In category theory, a branch of mathematics, for any object ${\displaystyle a}$ in any category ${\displaystyle {\mathcal {C}}}$ where the product ${\displaystyle a\times a}$ exists, there exists the diagonal morphism

${\displaystyle \delta _{a}:a\rightarrow a\times a}$

satisfying

${\displaystyle \pi _{k}\circ \delta _{a}=\operatorname {id} _{a}}$ for ${\displaystyle k\in \{1,2\},}$

where ${\displaystyle \pi _{k}}$ is the canonical projection morphism to the ${\displaystyle k}$-th component. The existence of this morphism is a consequence of the universal property that characterizes the product (up to isomorphism). The restriction to binary products here is for ease of notation; diagonal morphisms exist similarly for arbitrary products. The image of a diagonal morphism in the category of sets, as a subset of the Cartesian product, is a relation on the domain, namely equality.

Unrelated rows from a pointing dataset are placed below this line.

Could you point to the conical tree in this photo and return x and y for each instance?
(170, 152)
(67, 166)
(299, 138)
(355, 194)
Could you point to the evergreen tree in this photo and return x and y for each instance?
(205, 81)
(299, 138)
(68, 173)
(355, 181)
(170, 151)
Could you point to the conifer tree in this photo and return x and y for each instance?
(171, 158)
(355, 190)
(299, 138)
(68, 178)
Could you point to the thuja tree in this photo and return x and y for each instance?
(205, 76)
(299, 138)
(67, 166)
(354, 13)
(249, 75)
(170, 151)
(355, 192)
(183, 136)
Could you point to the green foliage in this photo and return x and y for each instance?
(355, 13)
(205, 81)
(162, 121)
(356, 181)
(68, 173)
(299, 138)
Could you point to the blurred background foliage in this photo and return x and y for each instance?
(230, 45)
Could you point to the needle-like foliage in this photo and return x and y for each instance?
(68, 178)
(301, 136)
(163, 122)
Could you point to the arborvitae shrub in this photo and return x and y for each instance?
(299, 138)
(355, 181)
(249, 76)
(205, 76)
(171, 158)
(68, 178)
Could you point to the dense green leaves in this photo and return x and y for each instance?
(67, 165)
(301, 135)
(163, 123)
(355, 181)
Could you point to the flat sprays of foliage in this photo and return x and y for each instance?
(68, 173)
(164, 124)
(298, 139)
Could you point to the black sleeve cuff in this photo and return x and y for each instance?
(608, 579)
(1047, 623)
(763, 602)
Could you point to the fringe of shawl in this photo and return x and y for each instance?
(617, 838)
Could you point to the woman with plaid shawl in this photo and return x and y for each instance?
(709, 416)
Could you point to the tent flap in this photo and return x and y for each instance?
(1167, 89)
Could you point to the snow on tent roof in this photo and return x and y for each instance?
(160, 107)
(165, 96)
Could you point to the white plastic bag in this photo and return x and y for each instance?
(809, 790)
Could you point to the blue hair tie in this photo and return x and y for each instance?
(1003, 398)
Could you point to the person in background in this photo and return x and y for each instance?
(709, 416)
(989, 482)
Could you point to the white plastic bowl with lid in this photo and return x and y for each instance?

For concrete categories, the diagonal morphism can be simply described by its action on elements ${\displaystyle x}$ of the object ${\displaystyle a}$. Namely, ${\displaystyle \delta _{a}(x)=\langle x,x\rangle }$, the ordered pair formed from ${\displaystyle x}$. The reason for the name is that the image of such a diagonal morphism is diagonal (whenever it makes sense), for example the image of the diagonal morphism ${\displaystyle \mathbb {R} \rightarrow \mathbb {R} ^{2}}$ on the real line is given by the line that is the graph of the equation ${\displaystyle y=x}$. The diagonal morphism into the infinite product ${\displaystyle X^{\infty }}$ may provide an injection into the space of sequences valued in ${\displaystyle X}$; each element maps to the constant sequence at that element. However, most notions of sequence spaces have convergence restrictions that the image of the diagonal map will fail to satisfy.